Ей повезло почти без травм выбраться из ада, в который превратилось их рабочее место. Оставив останки Эндвуда и медвежонка, она в беспамятстве брела куда-то внутри офиса и начинала отключаться от угарного газа, когда на помощь в очередной раз подоспел Тим: кроме самой Ворри он помог миссис Брумэн, худосочной старушке, работавшей у них в подсобке и выполнявшей мелкие поручения. Оттащив их обеих на лестницу, где было побольше воздуха, он с обезоруживающей улыбкой велел Жизель “позаботиться о дорогой Бруми” и опять вбежал на этаж. Она хотела остановить его, очевидно, геройствовать теперь было до смерти опасно, но не успела. Медленно, но верно они выбрались из здания, которое стремительно опустело, а снаружи уже стояли патрульные машины и кареты скорой помощи. На одну из них подсадили старушку Брумэн, у которой, по-видимому, была сломана лодыжка, а Ворри вместе с еще пятью сотрудниками 17-го этажа повезли в отделение для дачи показаний.

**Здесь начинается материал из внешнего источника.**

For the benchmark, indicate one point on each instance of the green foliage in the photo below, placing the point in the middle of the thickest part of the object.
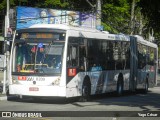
(116, 15)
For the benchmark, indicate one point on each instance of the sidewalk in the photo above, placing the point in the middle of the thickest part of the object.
(5, 97)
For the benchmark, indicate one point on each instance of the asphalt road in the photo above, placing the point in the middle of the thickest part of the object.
(129, 106)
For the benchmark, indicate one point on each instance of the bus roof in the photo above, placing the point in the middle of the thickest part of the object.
(84, 32)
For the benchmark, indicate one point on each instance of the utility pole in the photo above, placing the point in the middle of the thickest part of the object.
(5, 52)
(132, 17)
(98, 15)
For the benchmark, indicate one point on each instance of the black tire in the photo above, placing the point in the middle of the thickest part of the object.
(119, 90)
(86, 91)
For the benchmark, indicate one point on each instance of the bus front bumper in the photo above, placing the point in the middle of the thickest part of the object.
(25, 90)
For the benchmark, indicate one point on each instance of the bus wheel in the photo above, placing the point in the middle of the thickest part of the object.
(119, 88)
(86, 91)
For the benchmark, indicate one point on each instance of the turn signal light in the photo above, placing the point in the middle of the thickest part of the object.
(72, 72)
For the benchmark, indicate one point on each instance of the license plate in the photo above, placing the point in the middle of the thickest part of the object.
(33, 89)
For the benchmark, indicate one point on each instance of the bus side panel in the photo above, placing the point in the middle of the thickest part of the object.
(133, 64)
(101, 82)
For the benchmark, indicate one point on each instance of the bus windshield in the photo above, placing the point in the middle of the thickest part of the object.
(37, 55)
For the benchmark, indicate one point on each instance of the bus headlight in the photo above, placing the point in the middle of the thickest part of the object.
(56, 82)
(16, 82)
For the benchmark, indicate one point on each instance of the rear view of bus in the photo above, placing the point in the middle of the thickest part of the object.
(36, 63)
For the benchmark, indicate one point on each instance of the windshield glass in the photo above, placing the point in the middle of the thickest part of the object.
(39, 55)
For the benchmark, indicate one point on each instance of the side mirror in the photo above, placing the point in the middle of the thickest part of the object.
(6, 45)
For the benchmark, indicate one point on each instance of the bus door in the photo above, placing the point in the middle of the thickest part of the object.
(133, 63)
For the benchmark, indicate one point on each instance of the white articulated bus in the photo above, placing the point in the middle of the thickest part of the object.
(62, 61)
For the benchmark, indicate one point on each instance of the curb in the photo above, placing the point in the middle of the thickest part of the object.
(8, 98)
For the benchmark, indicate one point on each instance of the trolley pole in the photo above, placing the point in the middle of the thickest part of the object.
(5, 52)
(98, 15)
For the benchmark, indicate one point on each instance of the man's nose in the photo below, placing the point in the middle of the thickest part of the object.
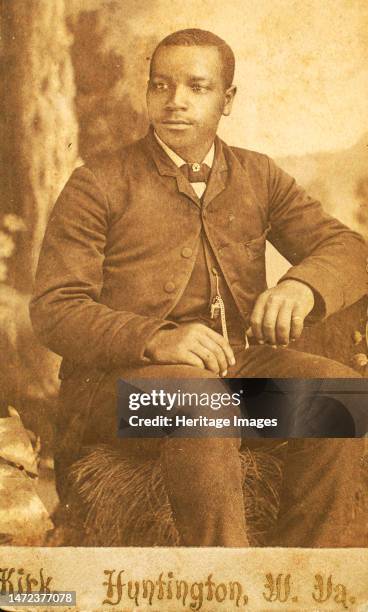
(177, 98)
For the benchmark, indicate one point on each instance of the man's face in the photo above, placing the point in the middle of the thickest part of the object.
(186, 96)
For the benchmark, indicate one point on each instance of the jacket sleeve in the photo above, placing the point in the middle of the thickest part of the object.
(326, 255)
(65, 310)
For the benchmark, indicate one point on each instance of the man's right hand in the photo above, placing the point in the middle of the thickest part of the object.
(191, 344)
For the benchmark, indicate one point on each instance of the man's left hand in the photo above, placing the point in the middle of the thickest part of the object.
(279, 313)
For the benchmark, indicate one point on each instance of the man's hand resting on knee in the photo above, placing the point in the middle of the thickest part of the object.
(191, 344)
(279, 313)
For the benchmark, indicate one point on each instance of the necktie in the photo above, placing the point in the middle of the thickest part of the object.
(196, 173)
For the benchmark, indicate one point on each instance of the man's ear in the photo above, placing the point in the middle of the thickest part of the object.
(229, 99)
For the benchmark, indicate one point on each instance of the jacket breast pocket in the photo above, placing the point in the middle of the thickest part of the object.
(256, 247)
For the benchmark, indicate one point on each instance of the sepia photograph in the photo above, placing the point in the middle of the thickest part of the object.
(183, 303)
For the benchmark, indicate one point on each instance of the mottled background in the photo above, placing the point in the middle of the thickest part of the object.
(73, 75)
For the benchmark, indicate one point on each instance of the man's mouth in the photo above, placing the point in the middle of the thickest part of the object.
(176, 123)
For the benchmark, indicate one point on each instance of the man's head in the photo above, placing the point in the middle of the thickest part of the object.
(189, 89)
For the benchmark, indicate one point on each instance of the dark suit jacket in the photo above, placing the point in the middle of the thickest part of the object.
(122, 240)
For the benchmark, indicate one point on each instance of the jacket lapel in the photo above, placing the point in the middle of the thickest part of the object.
(218, 177)
(166, 167)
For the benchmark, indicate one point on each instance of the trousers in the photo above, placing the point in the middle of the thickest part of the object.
(203, 475)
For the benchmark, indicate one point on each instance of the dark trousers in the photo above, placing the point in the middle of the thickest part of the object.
(203, 475)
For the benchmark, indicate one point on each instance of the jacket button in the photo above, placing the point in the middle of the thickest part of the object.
(187, 252)
(169, 287)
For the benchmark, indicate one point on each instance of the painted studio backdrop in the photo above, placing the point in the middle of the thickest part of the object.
(73, 84)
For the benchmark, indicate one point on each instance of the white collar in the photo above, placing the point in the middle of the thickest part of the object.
(179, 161)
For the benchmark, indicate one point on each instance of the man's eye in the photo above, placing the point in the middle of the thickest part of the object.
(199, 88)
(159, 86)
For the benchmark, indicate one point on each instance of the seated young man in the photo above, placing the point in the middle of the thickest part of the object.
(153, 266)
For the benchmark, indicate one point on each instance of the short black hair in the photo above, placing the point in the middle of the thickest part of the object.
(194, 37)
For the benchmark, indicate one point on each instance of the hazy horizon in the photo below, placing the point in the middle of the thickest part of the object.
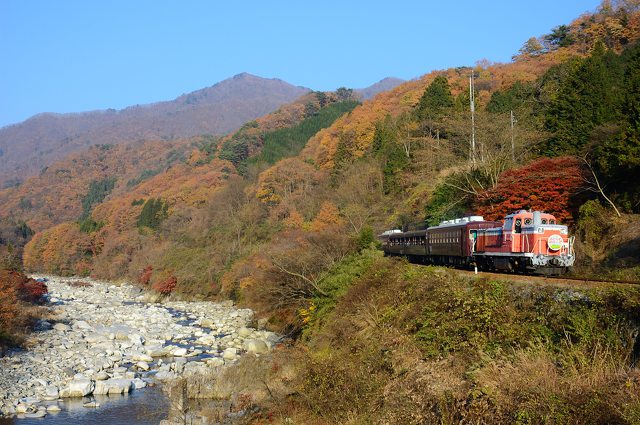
(76, 57)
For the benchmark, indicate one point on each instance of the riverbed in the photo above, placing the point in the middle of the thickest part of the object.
(105, 345)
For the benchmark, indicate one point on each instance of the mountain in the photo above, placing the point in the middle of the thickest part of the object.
(383, 85)
(27, 147)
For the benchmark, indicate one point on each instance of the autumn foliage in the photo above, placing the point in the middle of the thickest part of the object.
(544, 185)
(165, 286)
(145, 276)
(17, 293)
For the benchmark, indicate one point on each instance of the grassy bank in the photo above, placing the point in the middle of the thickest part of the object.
(398, 343)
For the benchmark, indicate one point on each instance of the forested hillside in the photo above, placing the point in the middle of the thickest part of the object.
(293, 179)
(282, 215)
(27, 147)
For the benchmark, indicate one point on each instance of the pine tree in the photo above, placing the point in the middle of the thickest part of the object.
(435, 100)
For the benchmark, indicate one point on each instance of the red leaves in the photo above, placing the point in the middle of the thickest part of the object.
(145, 276)
(545, 185)
(32, 290)
(166, 286)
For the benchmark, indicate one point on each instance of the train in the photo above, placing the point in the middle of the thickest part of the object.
(528, 242)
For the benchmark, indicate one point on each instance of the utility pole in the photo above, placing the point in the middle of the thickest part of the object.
(513, 146)
(472, 106)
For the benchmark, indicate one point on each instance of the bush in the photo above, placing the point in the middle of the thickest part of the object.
(145, 276)
(166, 286)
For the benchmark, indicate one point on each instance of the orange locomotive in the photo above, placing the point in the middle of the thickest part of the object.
(526, 242)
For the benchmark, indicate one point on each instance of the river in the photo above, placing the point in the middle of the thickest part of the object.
(103, 338)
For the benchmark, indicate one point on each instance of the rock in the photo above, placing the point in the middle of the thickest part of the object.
(38, 414)
(214, 361)
(101, 376)
(255, 346)
(244, 332)
(156, 351)
(229, 353)
(138, 383)
(22, 408)
(179, 352)
(113, 386)
(136, 339)
(61, 327)
(81, 324)
(165, 376)
(262, 323)
(51, 393)
(81, 387)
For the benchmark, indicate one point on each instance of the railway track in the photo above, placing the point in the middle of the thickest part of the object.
(551, 279)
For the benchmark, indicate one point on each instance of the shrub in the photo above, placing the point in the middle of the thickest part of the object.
(166, 286)
(145, 276)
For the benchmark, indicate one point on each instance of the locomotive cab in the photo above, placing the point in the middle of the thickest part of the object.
(531, 241)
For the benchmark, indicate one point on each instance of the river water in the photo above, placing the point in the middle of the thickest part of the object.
(102, 335)
(144, 407)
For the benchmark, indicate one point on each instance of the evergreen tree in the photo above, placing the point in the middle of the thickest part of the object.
(435, 100)
(153, 213)
(589, 96)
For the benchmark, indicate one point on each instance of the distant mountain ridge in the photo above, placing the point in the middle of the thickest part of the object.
(385, 84)
(27, 147)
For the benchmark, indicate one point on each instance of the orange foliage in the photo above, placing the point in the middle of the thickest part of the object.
(294, 220)
(56, 194)
(165, 286)
(145, 276)
(288, 178)
(328, 216)
(16, 291)
(58, 250)
(545, 185)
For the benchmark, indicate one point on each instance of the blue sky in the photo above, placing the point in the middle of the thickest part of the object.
(71, 56)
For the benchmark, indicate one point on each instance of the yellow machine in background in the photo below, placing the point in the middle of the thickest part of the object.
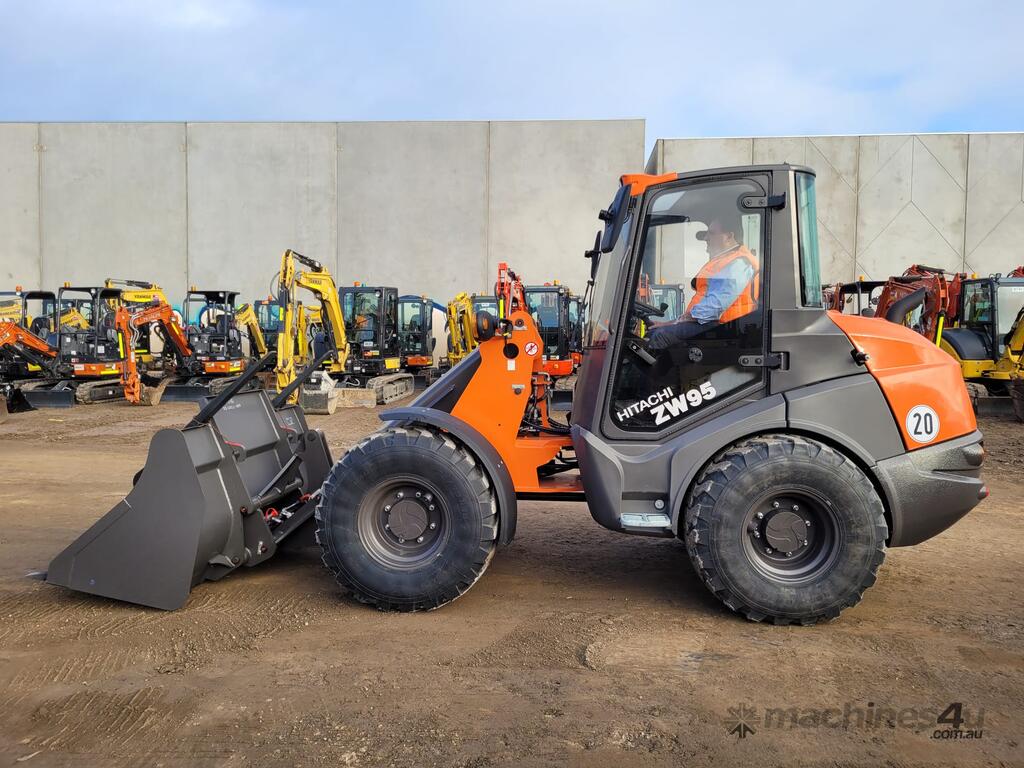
(987, 338)
(294, 346)
(460, 322)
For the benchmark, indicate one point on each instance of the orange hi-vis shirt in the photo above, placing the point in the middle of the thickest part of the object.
(747, 301)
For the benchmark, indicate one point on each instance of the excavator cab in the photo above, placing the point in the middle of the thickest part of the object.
(987, 340)
(372, 327)
(550, 306)
(416, 332)
(34, 311)
(213, 332)
(268, 317)
(214, 340)
(137, 294)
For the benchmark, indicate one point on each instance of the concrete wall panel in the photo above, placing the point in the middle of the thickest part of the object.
(548, 180)
(995, 203)
(412, 206)
(113, 203)
(255, 189)
(19, 259)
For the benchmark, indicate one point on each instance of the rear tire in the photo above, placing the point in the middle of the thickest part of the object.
(408, 520)
(785, 528)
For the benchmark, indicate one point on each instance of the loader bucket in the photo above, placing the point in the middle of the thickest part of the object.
(212, 497)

И вот уже около двух часов она, так и не придя в себя от произошедшего, сидит возле кабинета одного из следователей и ждёт, наверное, чуда, потому что всё это время там допрашивают одного из её коллег. Думать о том, сколько им придётся просидеть ещё, было почти так же жутко, как вспоминать случившееся в офисе. Но после чёрной полосы всегда следует белая: дверь кабинета открылась, из неё вышел бледный Сэм Далэван и пролепетал, что вызывают Жизель Ворнинг.
Первой реакцией нашего аналитика был ступор, затем она как будто обрадовалась, но, зайдя за дверь, на неё накатила такая паника, что даже затошнило. Проблема была в том, что стресс провоцировал ужасный голод у бедной Ворри, и теперь её желудок просто сходил с ума, а сама девушка сходила с ума, не зная, как сказать о том, что она, вероятнее всего, видела убийцу.
– Садитесь, мисс Ворнинг, – холодный и отрезвляющий голос сидящего за столом мужчины, ровесника Жизель, немного взбодрил её, застывшую в дверях, и, нахмурившись от попыток сосредоточиться, девушка села на предложенный стул напротив следователя. – Итак, кем вы работаете в “Даст корп”?
После уймы бесполезных вопросов, ответы на которые и так можно получить из досье любого работника, и выяснения некоторых эпизодов из жизни девушки, к примеру, о том, как её кузина лет эдак двадцать назад неудачно упала, напоровшись глазом на штырь во время прогулки на самокате, и не имевших никакого отношения к сегодняшнему теракту в офисе, майор Ноктон – так звали сидящего напротив – наконец, спросил:
– Расскажите, что произошло сегодня, – сложив руки на столе, следователь пристально смотрел Ворри в глаза в ожидании её повествования, будто готовясь отыскать зацепки.